Salient details I can think of?  The answer to "netstat -an | grep tcp4 | grep -v LISTEN | wc" is 320.  1000 torrents configured doesn't mean that that many streams happen.  It is possible that the behavior is related to the number of torrent streams in progress... or the number of TCP streams with small transmit queues.  In among that is some mildly fast SMB service for various media devices around the house.

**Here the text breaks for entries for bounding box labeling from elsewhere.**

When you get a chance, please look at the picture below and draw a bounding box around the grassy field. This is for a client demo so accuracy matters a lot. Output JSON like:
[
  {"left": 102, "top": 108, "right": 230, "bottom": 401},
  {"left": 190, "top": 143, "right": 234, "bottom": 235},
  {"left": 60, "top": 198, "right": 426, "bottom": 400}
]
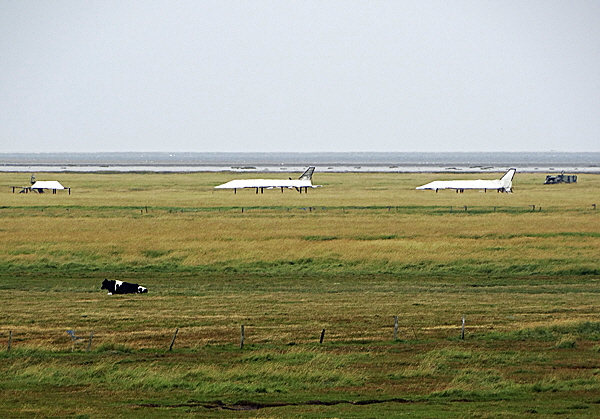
[{"left": 0, "top": 172, "right": 600, "bottom": 418}]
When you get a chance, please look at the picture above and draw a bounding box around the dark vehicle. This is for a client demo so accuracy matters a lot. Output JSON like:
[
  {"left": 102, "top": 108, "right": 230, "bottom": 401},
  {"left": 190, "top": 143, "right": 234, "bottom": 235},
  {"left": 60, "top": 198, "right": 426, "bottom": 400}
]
[{"left": 544, "top": 172, "right": 577, "bottom": 185}]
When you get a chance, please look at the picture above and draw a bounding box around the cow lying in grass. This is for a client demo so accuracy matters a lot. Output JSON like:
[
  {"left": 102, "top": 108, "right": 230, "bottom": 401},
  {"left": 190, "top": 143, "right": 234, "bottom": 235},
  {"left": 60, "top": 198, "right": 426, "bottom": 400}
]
[{"left": 100, "top": 279, "right": 148, "bottom": 295}]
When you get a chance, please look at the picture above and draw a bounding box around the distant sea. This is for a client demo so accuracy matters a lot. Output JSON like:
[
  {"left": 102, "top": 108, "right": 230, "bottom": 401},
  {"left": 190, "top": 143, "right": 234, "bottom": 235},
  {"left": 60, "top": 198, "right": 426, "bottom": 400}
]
[{"left": 0, "top": 152, "right": 600, "bottom": 173}]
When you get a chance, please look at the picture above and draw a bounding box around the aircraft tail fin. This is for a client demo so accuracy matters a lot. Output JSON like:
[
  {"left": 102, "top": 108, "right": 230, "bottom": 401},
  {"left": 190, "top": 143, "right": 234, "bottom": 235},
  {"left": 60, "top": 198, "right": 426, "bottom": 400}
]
[
  {"left": 500, "top": 168, "right": 517, "bottom": 182},
  {"left": 500, "top": 168, "right": 517, "bottom": 193},
  {"left": 298, "top": 166, "right": 315, "bottom": 180}
]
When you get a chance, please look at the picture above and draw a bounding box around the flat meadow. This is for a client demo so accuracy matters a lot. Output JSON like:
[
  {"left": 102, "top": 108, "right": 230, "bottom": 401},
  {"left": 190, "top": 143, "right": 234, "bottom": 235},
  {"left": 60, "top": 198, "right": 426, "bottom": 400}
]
[{"left": 0, "top": 169, "right": 600, "bottom": 419}]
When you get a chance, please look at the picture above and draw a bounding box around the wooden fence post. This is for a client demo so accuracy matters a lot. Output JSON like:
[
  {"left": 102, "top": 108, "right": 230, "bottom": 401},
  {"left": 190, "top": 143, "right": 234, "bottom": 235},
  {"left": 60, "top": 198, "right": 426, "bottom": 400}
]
[
  {"left": 85, "top": 331, "right": 94, "bottom": 352},
  {"left": 169, "top": 328, "right": 179, "bottom": 351}
]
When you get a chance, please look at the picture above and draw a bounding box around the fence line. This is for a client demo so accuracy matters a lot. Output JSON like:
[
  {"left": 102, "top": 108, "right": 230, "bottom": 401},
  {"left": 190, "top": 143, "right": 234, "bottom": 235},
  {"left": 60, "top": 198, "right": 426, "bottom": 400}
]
[{"left": 6, "top": 315, "right": 474, "bottom": 352}]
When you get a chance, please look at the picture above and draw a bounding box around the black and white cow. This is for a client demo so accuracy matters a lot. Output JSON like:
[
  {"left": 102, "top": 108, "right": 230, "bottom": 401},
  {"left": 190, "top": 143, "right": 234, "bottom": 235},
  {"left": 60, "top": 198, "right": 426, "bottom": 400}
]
[{"left": 100, "top": 279, "right": 148, "bottom": 295}]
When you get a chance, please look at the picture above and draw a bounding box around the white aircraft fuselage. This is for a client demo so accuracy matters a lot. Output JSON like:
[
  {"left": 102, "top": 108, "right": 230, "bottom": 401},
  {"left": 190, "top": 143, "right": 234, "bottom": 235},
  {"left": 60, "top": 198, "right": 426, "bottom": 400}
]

The em0 behavior is 100% related to the large number of torrents (running using rtorrent).  Stopping rtorrent makes the host good again, starting rtorrent hoses it.

So the machine is:

FreeBSD virtual.xxx.xxx 10.3-RELEASE-p5 FreeBSD 10.3-RELEASE-p5 #4 r301872: Mon Jun 13 14:35:24 EDT 2016     root@virtual.xxx.xxx:/usr/obj/usr/src/sys/GENERIC  amd64

CPU: AMD FX(tm)-9590 Eight-Core Processor            (4716.02-MHz K8-class CPU)
  Origin="AuthenticAMD"  Id=0x600f20  Family=0x15  Model=0x2  Stepping=0
  Features=0x178bfbff<FPU,VME,DE,PSE,TSC,MSR,PAE,MCE,CX8,APIC,SEP,MTRR,PGE,MCA,CMOV,PAT,PSE36,CLFLUSH,MMX,FXSR,SSE,SSE2,HTT>
  Features2=0x3e98320b<SSE3,PCLMULQDQ,MON,SSSE3,FMA,CX16,SSE4.1,SSE4.2,POPCNT,AESNI,XSAVE,OSXSAVE,AVX,F16C>
  AMD Features=0x2e500800<SYSCALL,NX,MMX+,FFXSR,Page1GB,RDTSCP,LM>
  AMD Features2=0x1ebbfff<LAHF,CMP,SVM,ExtAPIC,CR8,ABM,SSE4A,MAS,Prefetch,OSVW,IBS,XOP,SKINIT,WDT,LWP,FMA4,TCE,NodeId,TBM,Topology,PCXC,PNXC>
  Structured Extended Features=0x8<BMI1>
  SVM: NP,NRIP,VClean,AFlush,DAssist,NAsids=65536
  TSC: P-state invariant, performance statistics
real memory  = 34359738368 (32768 MB)
avail memory = 33186353152 (31648 MB)

The ethernet cards are:

em0: <Intel(R) PRO/1000 Network Connection 7.6.1-k> port 0x8000-0x801f mem 0xfe340000-0xfe35ffff,0xfe320000-0xfe33ffff irq 20 at device 0.0 on pci9
em0: Using an MSI interrupt
em0: Ethernet address: 00:15:17:0d:04:a8

em0@pci0:9:0:0: class=0x020000 card=0x10838086 chip=0x10b98086 rev=0x06 hdr=0x00
    vendor     = 'Intel Corporation'
    device     = '82572EI Gigabit Ethernet Controller (Copper)'

re0: <RealTek 8168/8111 B/C/CP/D/DP/E/F/G PCIe Gigabit Ethernet> port 0x7000-0x70ff mem 0xd2104000-0xd2104fff,0xd2100000-0xd2103fff irq 21 at device 0.0 on pci10
re0: Using 1 MSI-X message
re0: Chip rev. 0x48000000
re0: MAC rev. 0x00000000
miibus0: <MII bus> on re0
rgephy0: <RTL8169S/8110S/8211 1000BASE-T media interface> PHY 1 on miibus0
rgephy0:  none, 10baseT, 10baseT-FDX, 10baseT-FDX-flow, 100baseTX, 100baseTX-FDX, 100baseTX-FDX-flow, 1000baseT-FDX, 1000baseT-FDX-master, 1000baseT-FDX-flow, 1000baseT-FDX-flow-master, auto, auto-flow
re0: Using defaults for TSO: 65518/35/2048
re0: Ethernet address: 10:c3:7b:9d:8b:6d

re0@pci0:10:0:0:        class=0x020000 card=0x85051043 chip=0x816810ec rev=0x09 hdr=0x00
    vendor     = 'Realtek Semiconductor Co., Ltd.'
    device     = 'RTL8111/8168B PCI Express Gigabit Ethernet controller'
Comment 1 Sean Bruno freebsd_committer 2016-07-12 03:33:18 UTC
A couple of things to try while we are doing an overhaul to em(4):

hw.em.rx_process_limit: -1
hw.em.txd: 4096
hw.em.rxd: 4096
Comment 2 Kevin Bowling freebsd_committer 2017-01-10 11:30:06 UTC
Can you retry with 12-CURRENT?
Comment 3 dgilbert 2017-01-10 22:22:46 UTC
This was finally shown to be due to jumbo allocation for >4k (greater-than-page-size) mbufs failing.  As such, it would still happen if this still happens.

That said, I don't have a means to test on 12-CURRENT.